Having a heart attack can cause heart death. Today, we are talking about Joe. Joe has other family members who have had heart attacks. He is not that old yet, but he has never eaten terribly well and does not really take time to exercise. He is a few pounds overweight. He did smoke cigarettes for 10 years, but quit about 5 years ago. All of these things put him at higher risk for a heart attack, although stopping the tobacco is in his favor. Through the years the vessels have not stayed real elastic as they have not had the best of nutrition to keep them springy and there is build up inside the walls. As the years roll on, things wear out a bit faster because of the added strain on them. If he continues on this path, his odds for having a heart attack are great or developing some other life altering condition. It is not too late for Joe though. He could still do things to decrease his risk for a heart attack.

If you hitched a ride on one of his blood cells, you could spot the narrowing of the arteries where saturated and trans fatty acids have been sticking to the sides of the vessels. Saturated fats have trouble dissolving. The same way that saturated fat solidifies when left out on the counter, that is what can happen inside the body as well. It does not make for a healthy heart and over time, it can lead to a heart attack.

When these vessel pathways are narrowed by build up, stress or other health reasons, the blood that transports oxygen and nutrients can not get through to nourish the tissues. A heart "attack" ensues. If this happens, every place where that vessel needs to take nourishment and oxygen will die. If too much dies, then the heart fails as it can not effectively do its job or continue to pump adequately. If it can not do that, then it can not send the needed blood with nourishment and oxygen throughout the body efficiently, including the brain. If the crisis is not reversed immediately, the whole body will fail.

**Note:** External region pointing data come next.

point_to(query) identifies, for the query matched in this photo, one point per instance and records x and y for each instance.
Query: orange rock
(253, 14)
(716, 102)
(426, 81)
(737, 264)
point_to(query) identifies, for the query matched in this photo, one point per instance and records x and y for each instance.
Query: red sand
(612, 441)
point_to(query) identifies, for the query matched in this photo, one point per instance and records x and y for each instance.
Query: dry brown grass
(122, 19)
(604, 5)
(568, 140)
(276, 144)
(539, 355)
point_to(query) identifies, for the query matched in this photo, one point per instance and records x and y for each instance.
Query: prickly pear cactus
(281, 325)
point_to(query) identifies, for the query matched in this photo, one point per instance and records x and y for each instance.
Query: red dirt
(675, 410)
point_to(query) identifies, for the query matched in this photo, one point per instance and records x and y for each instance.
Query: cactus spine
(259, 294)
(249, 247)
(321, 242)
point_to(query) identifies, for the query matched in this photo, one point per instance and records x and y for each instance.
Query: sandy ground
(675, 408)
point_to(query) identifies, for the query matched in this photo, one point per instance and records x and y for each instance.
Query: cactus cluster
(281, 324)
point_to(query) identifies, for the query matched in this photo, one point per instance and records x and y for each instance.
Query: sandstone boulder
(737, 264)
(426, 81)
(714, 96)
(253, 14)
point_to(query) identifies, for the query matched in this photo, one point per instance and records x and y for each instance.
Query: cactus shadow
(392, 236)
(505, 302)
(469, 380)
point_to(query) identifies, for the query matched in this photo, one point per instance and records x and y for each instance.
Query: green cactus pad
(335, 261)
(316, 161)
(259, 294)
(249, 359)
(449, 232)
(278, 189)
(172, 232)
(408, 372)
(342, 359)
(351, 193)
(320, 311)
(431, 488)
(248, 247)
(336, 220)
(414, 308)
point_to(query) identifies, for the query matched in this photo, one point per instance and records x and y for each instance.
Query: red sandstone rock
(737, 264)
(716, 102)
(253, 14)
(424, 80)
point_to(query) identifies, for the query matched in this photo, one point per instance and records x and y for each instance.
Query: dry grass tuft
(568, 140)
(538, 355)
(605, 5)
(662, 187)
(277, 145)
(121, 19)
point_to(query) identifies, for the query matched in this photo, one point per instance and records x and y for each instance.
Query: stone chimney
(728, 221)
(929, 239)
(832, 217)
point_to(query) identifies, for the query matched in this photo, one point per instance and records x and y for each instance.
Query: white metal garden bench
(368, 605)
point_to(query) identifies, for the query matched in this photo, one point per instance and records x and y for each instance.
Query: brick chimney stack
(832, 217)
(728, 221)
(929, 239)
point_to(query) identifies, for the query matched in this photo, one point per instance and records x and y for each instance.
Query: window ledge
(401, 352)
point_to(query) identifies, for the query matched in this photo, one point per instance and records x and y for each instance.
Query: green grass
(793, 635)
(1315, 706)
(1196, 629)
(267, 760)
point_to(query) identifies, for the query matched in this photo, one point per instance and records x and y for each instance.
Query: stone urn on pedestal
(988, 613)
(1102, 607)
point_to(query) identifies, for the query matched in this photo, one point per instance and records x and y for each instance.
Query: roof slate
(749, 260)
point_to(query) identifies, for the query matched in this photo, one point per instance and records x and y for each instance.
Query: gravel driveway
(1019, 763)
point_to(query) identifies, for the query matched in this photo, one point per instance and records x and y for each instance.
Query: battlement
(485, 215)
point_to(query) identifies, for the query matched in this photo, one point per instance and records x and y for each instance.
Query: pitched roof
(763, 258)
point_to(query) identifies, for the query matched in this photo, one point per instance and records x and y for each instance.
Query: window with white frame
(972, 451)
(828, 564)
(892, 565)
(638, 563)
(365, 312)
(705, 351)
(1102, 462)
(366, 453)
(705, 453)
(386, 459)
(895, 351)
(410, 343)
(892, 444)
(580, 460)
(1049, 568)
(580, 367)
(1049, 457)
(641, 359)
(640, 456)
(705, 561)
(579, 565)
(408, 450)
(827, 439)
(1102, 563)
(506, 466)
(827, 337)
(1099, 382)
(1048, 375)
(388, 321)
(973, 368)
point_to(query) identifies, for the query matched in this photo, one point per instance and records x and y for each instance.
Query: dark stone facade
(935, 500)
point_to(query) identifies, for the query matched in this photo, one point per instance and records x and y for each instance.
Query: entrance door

Some of the risks for heart attack can not be avoided, like your age or gender. Once a male reaches 45 and a female 55, it automatically increases the risk for heart disease issues. Men are still at higher risk, although that gap is narrowing. Once a woman is post menopausal, the risk rises sharply. There does seem to be some increase in people who have a family history of heart attack. Not much you can do about these things, but there are many things that you can do to decrease your risk.

1. Not smoking is huge. It is never too late to quit either. Research shows positive changes even after being tobacco free for 24 hours and within 1-3 years, all ill effects can be reversed.

2. Keeping your weight down. Even just a few pounds can add stress to your heart.

3. Exercising, even just simple walking several times a week can go a long way in decreasing your risk.

4. A good, healthy diet on a consistent basis can decrease your risk substantially for heart disease or heart attacks as well as many other health conditions.

Joe took a look at his risk for a heart attack and decided it was time to do something about it. He wanted to be around for his family as long as possible. He is learning that changing lifestyle patterns he has had all his life can be difficult at times, but he is taking a day at a time. He incorporated some easy healthy meals and is finding ways to enjoy exercising. He is feeling better and has taken the steps to decrease his risk for a heart attack.